{Easter at Historic Kirtland}
{and the award for best Easter house goes to...}
This year for Easter we skipped the anxiety of egg dye and simply colored on eggs. Kind of lame, but once we began we felt perfectly justified. First, we discovered that Elouise loves to color on eggs, and paper, and her face, and anything else surrounding her station. No matter how much we practice coloring, she will not stick to her assigned area. Coloring outside the lines....that sounds poetically like my Louie, and now we know it is also literally how our Lou handles colors.
Sawyer, on the other hand, colored his eggs beautifully with gusto.
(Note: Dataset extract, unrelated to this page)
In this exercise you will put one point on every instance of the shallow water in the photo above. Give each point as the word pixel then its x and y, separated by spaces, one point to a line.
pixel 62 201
Upon discovering that if he cracked the egg, he could not only color it but also eat it, he began cracking and consuming with gusto as well. He colored a few eggs, then ate a few eggs everyday. Spreading out the fun and thinking of different ways and materials to color and cover the eggs with, along with little mess to clean up, made me feel a lot less guilty about refusing to break out the little cups and vinegar.
In other Easter news, we had three egg hunts this year. One at church on Saturday, one inside Easter morning, and the final one out in the sunshine after all the sessions of General Conference were finished. At church, we arrived 2 minutes too late thanks to Miss Lou's afternoon nap, but the children were all so kind I nearly began to cry. Each took three of their own eggs and hid them for Sawyer and Elouise to find. Even after sharing three, they kept coming over and giving my babies more eggs. We felt so loved. Easter morning we did an egg hunt with a nod to the best egg hunts at Jeff's grandma Janeen's, by hiding both candy and money eggs. Let's be real, candy is nice but we all want the money eggs! The final hunt was spread out all over the back 2 acres, and he who gathered the most eggs won the chocolate duck- and he who won was, of course, Sawyer boy. He was living the pages of Max's Chocolate Chicken and Happy Easter Critter and he loved every minute. Sweet Lula was busy finding out what was in the eggs she picked up-being only concerned with the candy ones- and chasing birds and playing with a ball to be overly interested in amassing large quantities of eggs. By the end of the day, Louie's tummy was full of sugar and Sawyer's pockets were jingling.